We are all facing new challenges and a new way of life for the next few weeks and months. I had my 91 year old Dad and 85 year old Mom here for 3 days as they were traveling home from the South to their permanent residence in Maine. I was vigilant as I wanted to protect their health and stay healthy at home in case any of us were asymptomatic. They were not as aware of what they touched, so I was constantly wiping down kitchen knobs, faucet handles, and the counters. And, I work with seniors, so it is important that I protect my own health.
Many of us have had children coming home from college or city apartments and while we know where we have been and what precautions we have been taking, we wonder did they use the Purell after leaving the store, did they touch their elevator button and then wipe their eye, and our minds may wander to places that we have no control over. So, with that said, what do we have control over? They are home and as far as we know and pray, have not been exposed. Here is what I am doing in my own home (just to be clear these are non-scientifically proven and just things I have come up with) to gain a little bit of control in what seems like a world spiraling out of control with the COVID-19 pandemic.
- How many times do you or your kids put down a glass of water and then come back and wonder if that is yours? Avoid the problem by each family member having a certain size/shape glass for the next few weeks. So, the tall glasses from Crate & Barrel are only used by x.

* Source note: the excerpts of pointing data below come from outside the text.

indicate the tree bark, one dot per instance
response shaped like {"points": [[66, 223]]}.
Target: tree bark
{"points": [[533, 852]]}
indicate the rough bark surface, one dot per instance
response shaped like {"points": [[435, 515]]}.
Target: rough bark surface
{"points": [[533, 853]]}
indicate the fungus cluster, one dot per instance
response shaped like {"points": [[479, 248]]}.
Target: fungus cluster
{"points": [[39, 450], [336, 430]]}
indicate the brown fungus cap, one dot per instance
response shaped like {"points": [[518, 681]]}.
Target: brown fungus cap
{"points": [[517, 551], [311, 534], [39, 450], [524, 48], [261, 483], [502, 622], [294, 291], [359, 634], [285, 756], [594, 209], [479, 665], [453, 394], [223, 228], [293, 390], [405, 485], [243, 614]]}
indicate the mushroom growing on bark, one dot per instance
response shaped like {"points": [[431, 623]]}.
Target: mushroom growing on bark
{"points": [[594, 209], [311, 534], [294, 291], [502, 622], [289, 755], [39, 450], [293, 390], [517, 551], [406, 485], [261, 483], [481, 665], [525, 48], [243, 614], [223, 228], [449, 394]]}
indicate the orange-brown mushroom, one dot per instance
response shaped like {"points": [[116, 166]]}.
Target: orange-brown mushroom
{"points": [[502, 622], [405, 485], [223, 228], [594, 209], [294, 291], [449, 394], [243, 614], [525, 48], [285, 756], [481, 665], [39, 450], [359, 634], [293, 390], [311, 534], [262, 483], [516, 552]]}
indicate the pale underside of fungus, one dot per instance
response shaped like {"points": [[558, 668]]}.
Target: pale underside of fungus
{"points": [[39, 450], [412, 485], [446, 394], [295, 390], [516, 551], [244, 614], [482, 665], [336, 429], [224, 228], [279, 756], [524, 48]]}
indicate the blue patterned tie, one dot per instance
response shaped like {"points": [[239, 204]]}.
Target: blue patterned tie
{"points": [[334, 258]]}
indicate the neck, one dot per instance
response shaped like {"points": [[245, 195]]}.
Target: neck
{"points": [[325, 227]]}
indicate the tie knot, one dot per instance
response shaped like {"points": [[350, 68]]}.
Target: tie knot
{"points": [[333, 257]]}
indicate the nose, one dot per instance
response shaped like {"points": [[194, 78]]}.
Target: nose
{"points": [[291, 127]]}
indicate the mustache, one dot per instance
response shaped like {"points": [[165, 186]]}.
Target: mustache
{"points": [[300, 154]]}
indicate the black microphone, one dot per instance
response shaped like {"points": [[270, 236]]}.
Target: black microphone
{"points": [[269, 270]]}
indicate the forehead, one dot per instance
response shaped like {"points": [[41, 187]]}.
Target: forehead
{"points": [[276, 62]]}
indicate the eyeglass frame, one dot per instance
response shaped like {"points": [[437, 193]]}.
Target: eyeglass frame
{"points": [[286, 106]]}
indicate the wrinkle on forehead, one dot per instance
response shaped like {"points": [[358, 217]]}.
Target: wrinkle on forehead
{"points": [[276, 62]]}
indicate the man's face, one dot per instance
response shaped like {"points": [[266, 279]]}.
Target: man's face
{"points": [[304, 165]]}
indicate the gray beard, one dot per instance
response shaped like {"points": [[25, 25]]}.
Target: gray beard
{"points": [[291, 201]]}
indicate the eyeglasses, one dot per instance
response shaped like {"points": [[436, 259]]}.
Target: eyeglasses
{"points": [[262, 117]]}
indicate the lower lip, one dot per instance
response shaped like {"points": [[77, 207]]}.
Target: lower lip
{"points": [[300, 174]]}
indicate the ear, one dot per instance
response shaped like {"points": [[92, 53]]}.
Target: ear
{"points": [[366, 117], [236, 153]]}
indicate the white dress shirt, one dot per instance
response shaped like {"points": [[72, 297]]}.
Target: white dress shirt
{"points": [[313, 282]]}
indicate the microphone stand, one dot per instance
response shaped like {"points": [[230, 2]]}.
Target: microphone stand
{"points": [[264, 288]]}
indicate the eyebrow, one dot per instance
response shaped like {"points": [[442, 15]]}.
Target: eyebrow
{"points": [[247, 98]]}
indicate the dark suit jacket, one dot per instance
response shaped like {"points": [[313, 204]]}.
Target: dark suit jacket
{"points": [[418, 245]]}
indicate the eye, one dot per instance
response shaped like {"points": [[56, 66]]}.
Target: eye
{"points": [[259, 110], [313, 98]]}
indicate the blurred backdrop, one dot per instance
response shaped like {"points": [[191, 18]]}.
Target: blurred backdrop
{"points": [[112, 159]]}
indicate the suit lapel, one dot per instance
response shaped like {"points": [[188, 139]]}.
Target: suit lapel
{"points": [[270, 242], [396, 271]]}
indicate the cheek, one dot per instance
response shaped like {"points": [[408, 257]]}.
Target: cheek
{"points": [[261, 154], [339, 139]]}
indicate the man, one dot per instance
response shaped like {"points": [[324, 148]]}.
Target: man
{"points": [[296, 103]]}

- This, of course, applies to wine glasses as well! Most people have multiple patterns. Or, use those charms that many of you have. If not, think outside the box – pipe cleaners or colored duct tape will do just fine. My husband is having a zoom cocktail party with his golf friends tonight. Guess he doesn’t need to worry about what glass he uses!
- Everyone touching the refrigerator handle? They say that the virus can live on metal for up to 3 days. I have put duck tape on mine so we each have different “grab zones” when opening the refrigerator. Early on, I found myself wiping it down constantly and this puts my mind at ease a little. Whether there is any validity to doing this, I am not sure but it’s worth a try.
- We are fortunate to have lots of bathrooms in our house and guess what? Everyone has their own bathroom – again another way that I feel I can limit possible germ exposure.
- We are practicing other tips we have all heard such as leaving our mail on the porch for the night, wiping down groceries and cardboard boxes.
- Sharing that toothpaste tube? Why? Why not give everyone their own toothpaste.
- I spoke to every single sibling (5 of them) and my parents yesterday. Reach out to friends and family as many are sheltering in place.
- I sent my parents a video of my beach walk showing them the waves and sending a message of love.
- Keep a calendar of outings to the store, a bike ride with a friend or social distancing walk. This will be knowledge that hopefully won’t be needed, but may come in helpful.
- Keep your Saturday night, your Saturday night. Start a fire, do something special because otherwise the weekdays and weekends will start blending together and it gives you something to look forward to. I will always remember my Mom telling me she had “Friday nights on Foster Street” and they were special – and oftentimes she would set up a card table with a white tablecloth and place settings for 2 in front of the fire after putting the kids to bed. In this day and age, I have heard many friends that say Friday night is pizza night. Whatever it is, keep those fun nights.
I personally have kept structure to my day, stayed positive, enjoyed seeing the creativity emerge and have taken the extra time for long walks, writing notes, and reaching out to friends and family. Be safe, stay well, and protect our family and seniors.